While New Zealand and the UK saw varying degrees of success in their public health response, the U.S. quickly became “the country that has taught us the most important lesson of all, which is how not to do it,” says Kristian Andersen, director of infectious disease genomics at Scripps Research.
In addition to having “the most disappointing response of any country in the world,” the U.S. is large enough to be fighting “not one epidemic [but] a set of outbreaks and epidemics rolling all across the country,” he adds. An analysis of belatedly collected data from New Orleans, for instance, shows that the city’s population was seeded with the pathogen from many lineages already thriving in other states. “[The virus] was already here, we just weren’t looking for it,” Andersen says, pointing to the abysmal testing rates that have been a hallmark of the American response to COVID-19. In the U.S. some leaders, most notably the president, have been reluctant or unwilling to emphasize testing.

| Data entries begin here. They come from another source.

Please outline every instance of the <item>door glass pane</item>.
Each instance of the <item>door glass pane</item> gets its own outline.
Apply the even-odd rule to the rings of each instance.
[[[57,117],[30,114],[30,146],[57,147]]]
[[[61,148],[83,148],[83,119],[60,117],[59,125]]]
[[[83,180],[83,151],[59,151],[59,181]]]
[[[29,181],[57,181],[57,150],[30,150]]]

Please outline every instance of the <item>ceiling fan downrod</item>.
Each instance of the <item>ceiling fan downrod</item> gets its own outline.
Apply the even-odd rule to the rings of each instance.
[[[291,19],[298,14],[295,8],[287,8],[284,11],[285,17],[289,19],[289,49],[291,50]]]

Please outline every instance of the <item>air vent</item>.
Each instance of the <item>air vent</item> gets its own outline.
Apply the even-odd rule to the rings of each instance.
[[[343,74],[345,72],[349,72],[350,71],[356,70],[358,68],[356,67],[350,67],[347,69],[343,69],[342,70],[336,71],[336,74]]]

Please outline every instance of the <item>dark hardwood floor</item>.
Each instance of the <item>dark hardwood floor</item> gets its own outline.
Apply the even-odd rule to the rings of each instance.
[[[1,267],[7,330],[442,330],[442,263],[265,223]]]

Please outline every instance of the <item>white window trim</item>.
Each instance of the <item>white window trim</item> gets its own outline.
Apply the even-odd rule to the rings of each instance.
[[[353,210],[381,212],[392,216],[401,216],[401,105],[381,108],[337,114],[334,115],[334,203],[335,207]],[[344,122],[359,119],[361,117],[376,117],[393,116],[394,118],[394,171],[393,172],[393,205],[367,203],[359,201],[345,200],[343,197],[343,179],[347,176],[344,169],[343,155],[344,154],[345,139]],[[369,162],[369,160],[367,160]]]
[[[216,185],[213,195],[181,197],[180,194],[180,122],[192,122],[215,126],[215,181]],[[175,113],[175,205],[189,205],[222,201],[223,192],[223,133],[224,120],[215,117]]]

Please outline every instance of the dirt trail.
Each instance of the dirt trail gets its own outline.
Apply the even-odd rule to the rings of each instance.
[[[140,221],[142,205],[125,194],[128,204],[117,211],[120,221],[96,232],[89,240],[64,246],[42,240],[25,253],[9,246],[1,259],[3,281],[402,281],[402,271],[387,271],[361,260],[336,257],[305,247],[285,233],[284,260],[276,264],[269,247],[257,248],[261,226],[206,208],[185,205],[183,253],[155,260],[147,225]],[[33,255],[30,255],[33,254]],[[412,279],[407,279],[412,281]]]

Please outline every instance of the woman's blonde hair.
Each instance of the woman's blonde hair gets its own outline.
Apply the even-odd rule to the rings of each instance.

In New York state, where leaders “prioritized testing and tracing,” according to Commissioner of Health Howard Zucker, the outcome has been measurably better. “Our positivity rate is steadily below 1%,” he adds. Based on the success of the state’s data-first approach, he calls recent guidance from the U.S. Centers for Disease Control and Prevention not to test asymptomatic people “indefensible.”
As the cost of genome sequencing fell in recent years before the pandemic, scientists in countries around the world launched mega-scale efforts to sequence huge swaths of their populations. These large studies were critical for a public health understanding of COVID-19: researchers turned to the people already enrolled in these studies, using surveys and other tools to gather important information. As a participant in the American “All of Us” research program, for example, I answered monthly questionnaires about my mental health and behavior this spring and summer. It has been a huge advantage for public health officials to be able to activate these groups of people and gather data that could help them understand how society was responding to the pandemic.
One reliable view of a post-COVID world comes from infectious disease experts like Geoghegan, from a country with very effective responses to the pandemic: New Zealand. This pandemic was not a once-in-a-lifetime event. As human populations squeeze into areas historically reserved for wildlife, new infectious disease outbreaks will become more common, she says. SARS-CoV-2 is the seventh documented coronavirus that has made the leap into humans, according to Geoghegan, and five of those emerged in the last 20 years. Preventing future pandemics will depend on better controlling human exposure to wildlife and establishing routine genomic surveillance in the places where virus crossover is most likely to occur. Once an outbreak has started, rapid testing and isolation are key. In New Zealand, after 100 disease-free days, four new community cases arose in Auckland. “We had no idea where they came from,” Geoghegan says. But fast genome sequencing and an immediate reinstatement of lockdown for that region helped shed light on the new lineage and prevent broader spread.